I agree with the majority’s conclusion that the union’s picketing on the 46th floor is protected activity under 29 U.S.C. § 157, and that the employer violated section 8(a)(1) of the NLRA, 29 U.S.C. § 158(a)(1) when it threatened to arrest the pickets as trespassers.

*1278I disagree with the decision to remand the case to the Board for a narrowing of its order. The majority would have the Board issue an order limiting the number and activity of Union pickets, despite the absence of any indication in the record that illegal picketing has occurred or is threatened. The action required of the Board is entirely outside its jurisdiction and contrary to all authority.

The courts may not enjoin picketing that is not unlawful and poses no threat to persons or property. Norris-La Guardia Act, 29 U.S.C. § 101 et seq. Similarly, the National Labor Relations Board is authorized to issue orders only against “any person named in [an unfair labor practice] complaint” to cease and desist from unlawful practices found to have been committed, and to take affirmative steps to effectuate national labor policy. 29 U.S.C. § 160(c). The Board has no authority to restrain prospective unlawful practices unless they are related to unlawful practices that the Board has found.

[W]e can hardly suppose Congress intended that the Board should make or the court should enforce orders which could not appropriately be made in a judicial proceeding.

NLRB v. Express Publishing Co., 312 U.S. 426, 435, 61 S.Ct. 693, 699, 85 L.Ed. 930 (1941). See also NLRB v. Challenge-Cook Brothers of Chicago, Inc., 374 F.2d 147, 153 (6th Cir. 1964).

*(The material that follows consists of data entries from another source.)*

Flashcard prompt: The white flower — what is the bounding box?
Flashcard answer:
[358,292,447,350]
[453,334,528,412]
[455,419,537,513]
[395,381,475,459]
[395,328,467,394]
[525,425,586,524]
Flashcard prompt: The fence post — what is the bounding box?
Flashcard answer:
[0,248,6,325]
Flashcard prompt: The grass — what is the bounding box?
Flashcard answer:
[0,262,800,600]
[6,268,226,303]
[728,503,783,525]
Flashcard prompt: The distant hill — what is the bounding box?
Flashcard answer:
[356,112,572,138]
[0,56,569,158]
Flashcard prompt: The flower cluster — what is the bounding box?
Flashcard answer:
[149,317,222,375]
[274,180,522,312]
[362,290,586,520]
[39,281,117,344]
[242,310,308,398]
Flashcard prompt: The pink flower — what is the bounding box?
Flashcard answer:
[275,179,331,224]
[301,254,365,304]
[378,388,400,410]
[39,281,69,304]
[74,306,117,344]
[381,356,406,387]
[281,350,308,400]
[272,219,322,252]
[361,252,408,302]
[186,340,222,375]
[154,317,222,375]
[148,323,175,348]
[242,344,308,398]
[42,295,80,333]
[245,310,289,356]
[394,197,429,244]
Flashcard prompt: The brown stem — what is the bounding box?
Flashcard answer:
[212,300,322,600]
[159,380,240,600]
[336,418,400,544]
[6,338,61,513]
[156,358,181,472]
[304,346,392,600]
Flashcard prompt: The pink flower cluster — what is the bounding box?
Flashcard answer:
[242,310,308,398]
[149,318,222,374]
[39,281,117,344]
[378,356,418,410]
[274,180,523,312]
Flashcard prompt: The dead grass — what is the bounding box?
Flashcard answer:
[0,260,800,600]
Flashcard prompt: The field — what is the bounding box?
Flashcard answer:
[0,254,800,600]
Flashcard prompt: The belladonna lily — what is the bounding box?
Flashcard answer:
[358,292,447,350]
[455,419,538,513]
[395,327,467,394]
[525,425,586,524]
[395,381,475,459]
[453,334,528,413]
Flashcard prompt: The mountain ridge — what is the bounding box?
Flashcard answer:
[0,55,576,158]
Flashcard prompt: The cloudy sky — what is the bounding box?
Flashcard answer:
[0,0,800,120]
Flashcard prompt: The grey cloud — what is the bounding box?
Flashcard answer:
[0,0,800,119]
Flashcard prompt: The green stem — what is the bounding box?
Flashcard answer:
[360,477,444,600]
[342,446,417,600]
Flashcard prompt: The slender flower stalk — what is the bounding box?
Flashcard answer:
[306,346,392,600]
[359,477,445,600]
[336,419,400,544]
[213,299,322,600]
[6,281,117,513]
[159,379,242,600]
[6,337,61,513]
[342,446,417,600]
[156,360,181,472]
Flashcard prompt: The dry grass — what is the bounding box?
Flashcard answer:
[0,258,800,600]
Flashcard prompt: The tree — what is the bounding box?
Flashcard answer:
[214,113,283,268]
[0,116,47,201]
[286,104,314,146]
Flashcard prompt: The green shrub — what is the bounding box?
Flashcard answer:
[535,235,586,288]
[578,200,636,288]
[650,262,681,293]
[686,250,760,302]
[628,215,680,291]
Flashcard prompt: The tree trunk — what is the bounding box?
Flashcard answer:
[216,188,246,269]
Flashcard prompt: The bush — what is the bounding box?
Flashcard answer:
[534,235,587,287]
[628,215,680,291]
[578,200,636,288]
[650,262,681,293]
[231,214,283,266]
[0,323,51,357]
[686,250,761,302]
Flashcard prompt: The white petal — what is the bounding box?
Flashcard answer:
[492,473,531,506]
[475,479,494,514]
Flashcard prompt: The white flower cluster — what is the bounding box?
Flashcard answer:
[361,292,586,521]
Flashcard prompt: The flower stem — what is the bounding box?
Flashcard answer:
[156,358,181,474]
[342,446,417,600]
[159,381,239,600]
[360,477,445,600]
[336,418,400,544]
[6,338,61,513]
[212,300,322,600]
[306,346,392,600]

No showing has been made in this case that a trespass occurred or that any dangerous or otherwise inappropriate activity took place on the 46th floor. Furthermore, no unfair labor practice complaint was ever lodged against the union. Therefore, no order may be made against it, much less one such as that contemplated by the majority. 29 U.S.C. § 160(c).

I would enforce the order of the Board.